Din benim ne argümanım, ne tartışma konum ne de tanrının varlığını ispata yönelik dini tek bir cümle kullandım. Ben bütün dinlerden bağımsız olarak bilimsel anlamda rasyonel olduğunu düşündüğüm için tanrı vardır diyorum.

Lütfen mantık örgüsünde güzelce yapılan konuşmayı dağıtmayalım.
Önce tanrı olmalı ki din olsun.
Dini kavramlardan yola çıkarak tanrının varlığını ispat etmeye çalışmak ne kadar saçmalık ise
dini kavramlara yönelerek yok olduğunu söylemek de o kadar saçmalık.

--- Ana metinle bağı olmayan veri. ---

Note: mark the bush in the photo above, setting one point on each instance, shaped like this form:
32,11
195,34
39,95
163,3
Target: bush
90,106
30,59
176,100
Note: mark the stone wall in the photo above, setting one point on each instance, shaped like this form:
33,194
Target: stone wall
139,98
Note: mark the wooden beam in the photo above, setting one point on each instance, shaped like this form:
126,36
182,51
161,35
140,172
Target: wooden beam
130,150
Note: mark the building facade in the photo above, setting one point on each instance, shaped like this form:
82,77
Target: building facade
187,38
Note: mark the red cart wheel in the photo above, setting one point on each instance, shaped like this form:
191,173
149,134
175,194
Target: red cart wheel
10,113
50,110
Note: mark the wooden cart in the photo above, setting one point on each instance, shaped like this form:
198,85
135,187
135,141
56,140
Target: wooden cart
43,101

1-) İlk paragrafınızın cevabı zaten alıntıladığınız yazı ve mutlak cevap, yazdığınız yazı bile doğrulaması.
2-) İkinci paragrafınızın cevabı da en üstteki aynı cevap. Devamı ve ilave olarak ise:
İlgilenmiyor? Bırakın tanrının varlığını ispat edebileceğini düşünmeyi bu ispat için gerekli alet ya da ölçme biçme metodunu hayal dahi edebilse bilimin en büyük ilgi konusu bu olurdu.

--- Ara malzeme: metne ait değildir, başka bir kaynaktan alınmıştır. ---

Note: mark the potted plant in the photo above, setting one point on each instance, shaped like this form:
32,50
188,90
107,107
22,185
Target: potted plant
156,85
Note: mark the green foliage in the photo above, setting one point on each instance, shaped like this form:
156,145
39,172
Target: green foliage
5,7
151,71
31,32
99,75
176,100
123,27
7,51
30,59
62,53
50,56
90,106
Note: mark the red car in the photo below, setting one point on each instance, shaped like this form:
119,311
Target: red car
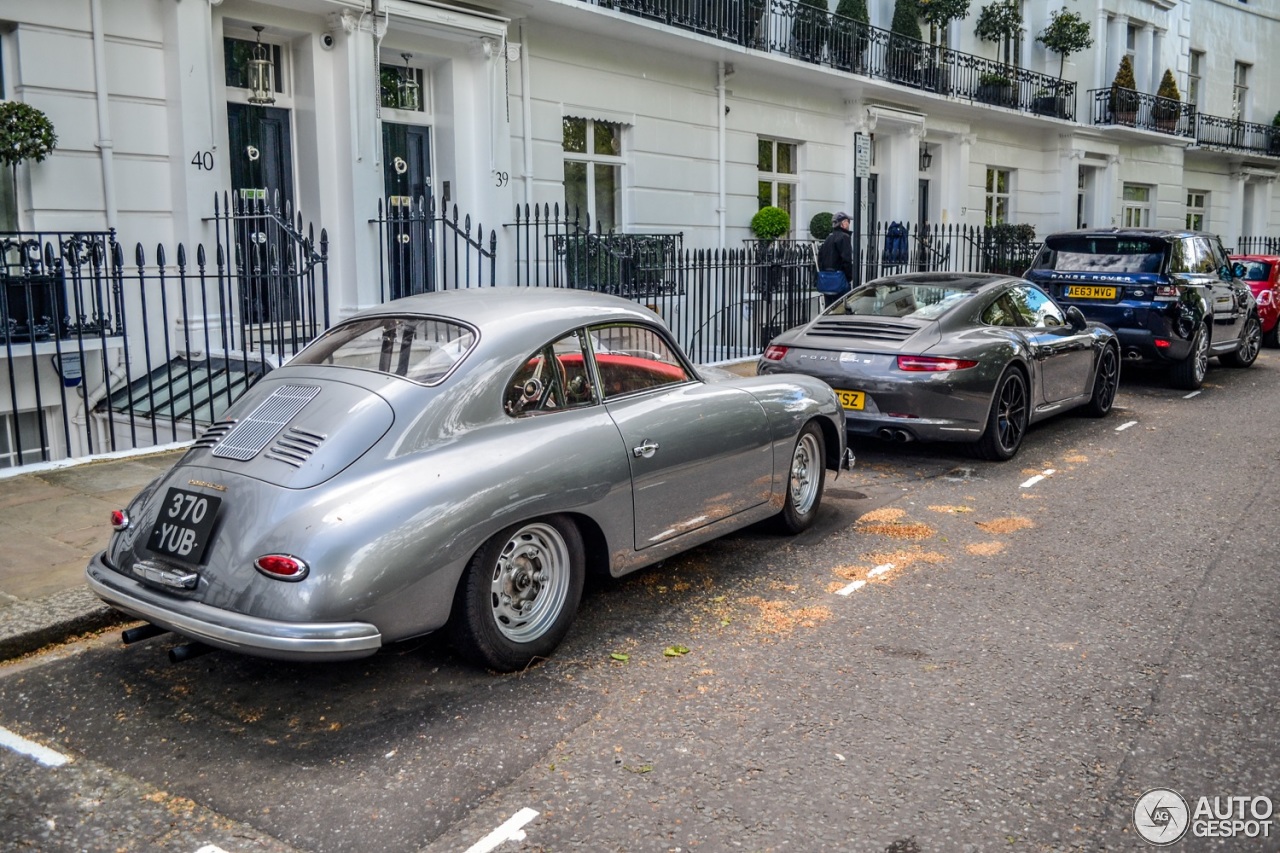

Son paragrafınız dini argümanlar, yorum yok.

Sizin temadan bir özentilik yapayım

***Bana sonsuz ispatlarınızdan en çok "ispat" olduğuna inandığınız şeyi söyler misiniz?

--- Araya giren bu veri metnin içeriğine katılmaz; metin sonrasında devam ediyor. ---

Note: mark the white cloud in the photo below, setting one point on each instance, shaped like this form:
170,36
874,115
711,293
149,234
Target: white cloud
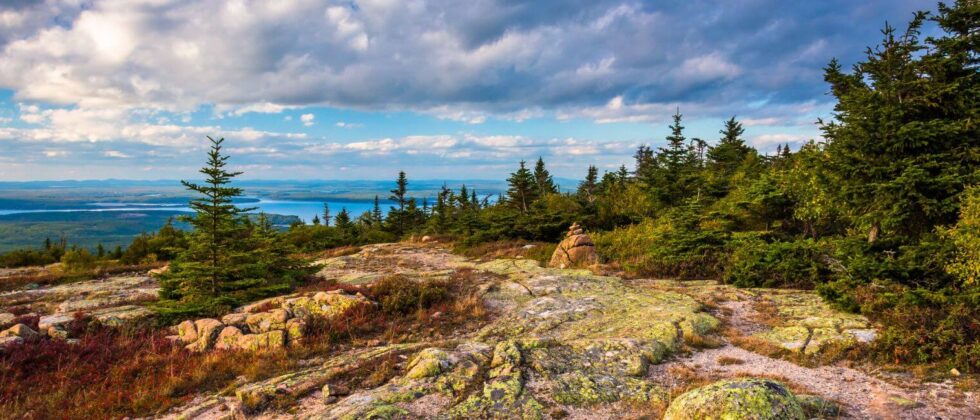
307,119
115,154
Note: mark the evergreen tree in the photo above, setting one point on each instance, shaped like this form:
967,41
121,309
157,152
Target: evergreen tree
731,150
397,216
904,137
401,189
543,179
522,188
376,216
225,263
342,221
588,189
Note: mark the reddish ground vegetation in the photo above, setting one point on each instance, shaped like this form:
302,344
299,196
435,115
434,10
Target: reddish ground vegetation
112,373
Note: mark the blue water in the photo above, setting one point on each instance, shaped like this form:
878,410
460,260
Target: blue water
305,210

Bakalım o şey gerçekten objektif bir ispat mı yoksa bir dogmatik temellere dayanan bir inanç mı?

Kusura bakmayın. Siz akıllısınız ama bende aptal sayılmam yani.
1-) Hem bilimsel kanıtı yok deyip hem de bilimin konusu bile olmadığını söyleyen birine hiçbir cevap vermem.
2-) Yukarıda belirttiğim aşağıdaki sorulara....
Diyelim ki tanrı var gördük ve herkese de gösterdik, elimizle dokunduk hatta çimdikledik.
Tanrı olduğunu sana-bize nasıl ispat edecek.?
Hadi hepsini geçtim.
*** İnkar edenler desin ki şu şartlarda şu nitelikte ki varlık tanrıdır ve herkesin bilimsel olarak bunu kabul etmesi gerekir?
*** Ya da tanrı tam karşımızda iken tanrı olduğunu nasıl ispat eder?
*** Ya da birisi karşımızda duran bir varlığın tanrı olduğunu nasıl ispat eder?


.....hayali olarak dahi değinmemiş birinin demek istediği tek şey şudur. ''Her koşulda reddederim.''

Açık olan ve doğru söylediğiniz bir konu var. Söylediğiniz tek şey bilim ve tanrının varlığı bilimin konusu değil. Hem de bilimsel fikir duymak ya da bilimsel ispat mı istiyorsunuz?
Saçmalık.

Nezaketen kabaca cevap vereyim. Elma çok güzel. Bu yüzden tanrı var.